Ce lundi 29 juin 2026, Bamako a accueilli un atelier majeur consacré au Débat d’orientation budgétaire (DOB). La session, présidée par Hamèye Founè Mahalmadane, premier vice-président du Conseil national de Transition, s’est tenue en présence du ministre d’État, ministre de l’Économie et des Finances, Alousséni Sanou. Cet exercice institutionnel, désormais incontournable, jette les bases de la programmation budgétaire pluriannuelle de l’État, sous le signe de la rigueur macroéconomique et de la refondation institutionnelle.
Le DOB repose sur des hypothèses macroéconomiques solides et présentes de manière détaillée : les perspectives d’évolution des recettes et des dépenses publiques, la trajectoire de la dette, les objectifs d’équilibre budgétaire et financier à moyen terme.
Selon le ministre Alousséni Sanou, il s’agit d’un instrument fondamental pour garantir la cohérence entre le projet de loi de finances de l’année à venir et la trajectoire financière définie par le Gouvernement. Ce cadrage s’inscrit dans la continuité de la Stratégie nationale pour l’émergence et le développement durable (SNEDD) 2024-2033, tout en intégrant les priorités sécuritaires, la préservation de l’approvisionnement en produits pétroliers et la consolidation des actions menées au sein de la Confédération des États du Sahel (AES).
Le ministre a rappelé que cette session marque la neuvième édition du DOB depuis l’entrée en vigueur du budget-programmes en 2018. Cette réforme structurelle vise à moderniser la gestion des finances publiques, accroître l’efficience de l’action publique et renforcer le pouvoir de contrôle du législatif, tant au stade de l’orientation que lors de l’examen des crédits budgétaires.

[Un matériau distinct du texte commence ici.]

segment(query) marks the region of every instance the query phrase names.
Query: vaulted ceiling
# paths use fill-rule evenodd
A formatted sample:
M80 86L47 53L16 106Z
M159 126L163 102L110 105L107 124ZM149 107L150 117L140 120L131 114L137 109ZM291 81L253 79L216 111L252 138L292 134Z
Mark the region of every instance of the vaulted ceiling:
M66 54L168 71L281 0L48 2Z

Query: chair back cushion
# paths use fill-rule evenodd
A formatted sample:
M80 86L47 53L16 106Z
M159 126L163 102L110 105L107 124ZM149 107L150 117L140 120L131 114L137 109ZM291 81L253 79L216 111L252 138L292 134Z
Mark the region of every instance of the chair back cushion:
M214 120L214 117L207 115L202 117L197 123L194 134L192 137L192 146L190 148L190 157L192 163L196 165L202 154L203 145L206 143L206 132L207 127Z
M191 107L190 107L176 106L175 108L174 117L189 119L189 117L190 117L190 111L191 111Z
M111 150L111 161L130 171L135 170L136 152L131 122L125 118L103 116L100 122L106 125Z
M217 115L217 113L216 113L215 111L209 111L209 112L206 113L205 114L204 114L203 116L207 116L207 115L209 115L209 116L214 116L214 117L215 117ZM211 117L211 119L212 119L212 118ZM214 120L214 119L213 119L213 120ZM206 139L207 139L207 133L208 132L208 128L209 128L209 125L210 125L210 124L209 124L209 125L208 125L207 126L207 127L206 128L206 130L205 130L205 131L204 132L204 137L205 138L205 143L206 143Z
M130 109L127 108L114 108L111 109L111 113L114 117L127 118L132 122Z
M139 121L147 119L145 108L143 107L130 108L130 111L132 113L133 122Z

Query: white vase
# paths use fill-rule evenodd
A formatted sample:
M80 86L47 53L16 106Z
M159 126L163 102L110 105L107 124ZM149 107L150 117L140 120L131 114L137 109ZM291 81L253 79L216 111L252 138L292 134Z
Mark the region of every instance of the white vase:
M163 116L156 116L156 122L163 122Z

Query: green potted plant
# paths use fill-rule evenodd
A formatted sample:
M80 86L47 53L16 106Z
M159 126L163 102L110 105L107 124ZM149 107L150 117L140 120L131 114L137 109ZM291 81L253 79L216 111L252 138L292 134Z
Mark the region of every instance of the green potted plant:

Pour la période transitoire 2027-2029, le cadrage budgétaire repose sur des indicateurs robustes : une croissance moyenne du PIB réel estimée à 6,5 %, une inflation maîtrisée sous le seuil communautaire de 3 %, un taux moyen de pression fiscale fixé à 14,6 %, un déficit budgétaire contenu à 2,2 %, en conformité avec les critères de convergence de l’UEMOA. Ces projections, jugées favorables, restent toutefois conditionnées par l’amélioration progressive du contexte sécuritaire et sociopolitique, ainsi que par la poursuite des réformes structurelles engagées par l’Exécutif.
Le DOB 2026 illustre la volonté du Mali de bâtir une trajectoire budgétaire crédible et durable. En articulant rigueur macroéconomique, refondation institutionnelle et engagement sécuritaire, le pays entend consolider les bases de son émergence et renforcer la confiance des citoyens comme des partenaires internationaux.